By Luis Olguin, Feb. 28, 2023
Calling all veteran emo/scene kids of Tumblr and Myspace — they are back. After a seven-year hiatus, Pierce The Veil released their fifth studio album “The Jaws of Life” on Feb. 10. You know, the band that was in everyone’s iPod shuffle playlist that usually played right after “Falling in Reverse,” “Of Mice & Men,” “Sleeping With Sirens” or “Bring to the Horizon.”
In 2022, the band’s 2012 track “King for a Day” became a sensation on TikTok as a lip-syncing trend with the band’s piece went viral.
It’s an album that can be enjoyed by both new and old fans, although it is Pierce The Veil’s first without Mike Fuentes, their original drummer whom they parted ways with in 2017 due to accusations of sexual misconduct. Brad Hargreaves of Third Blind Eye stepped in to replace Mike Fuentes’ vacated spot with Paul Meany producing the album. s s
No band or artists will keep their same nostalgic sound forever as music is constantly evolving. It is also quite difficult for a band to keep their same sound after losing a band member. But it is great to see that Pierce The Veil has put their best foot forward after the departure of Fuentes.
When the band dropped their first lead single for this album, “Pass The Nirvana,” I was hooked.
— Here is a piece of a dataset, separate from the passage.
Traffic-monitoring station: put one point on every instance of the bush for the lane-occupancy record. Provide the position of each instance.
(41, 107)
This is quite a noticeable song as it felt refreshing but classic at the same time. I am a sucker for new gym music and this song hits the spot — it is heavy and lyrical at the same time.
The second single “Emergency Contact” is a super easy listen for anyone new to Pierce the Veil and great introduction to modern pop punk. Even if you’re not a regular Pierce The Veil fan, the lyrics for this song have such influence on to the listener. It is quite a catchy song that I caught myself singing it as if I was singing this song to an ex-partner. All music listeners have a few songs which are dedicated to an ex or current lover and this song might fit that playlist.
Their third single, “Even When I’m Not With You” has been considered to be the “flop” of the album based on the social media reaction. It is considered “soft” due to its lyrics and instrumental approach. The song does have a slow build up, but I do believe that this will be a song that grows onto the listener as it has a great melody and chorus. Fans are forgetting that Pierce The Veil has a ton of “love” songs that are soft and this is nothing new.
I do believe that the album falls short after the interlude, becoming more melodic and softer for a punk/emo rock album. The first eight songs really give the listener an audio punch to the ear one after the other. I was headbanging throughout those first initial songs, only to come to a slow stop. This doesn’t make the album overall bad, but it doesn’t fit well with the intensity of the beginning.
Overall, I believe that all the songs from this album have beautiful lyrics one should sing to their crush at Hot Topic. In a matter of fact, the whole discography of Pierce The Veil does too. In the end, this album should not be compared to the older albums as it could be a new beginning for the band.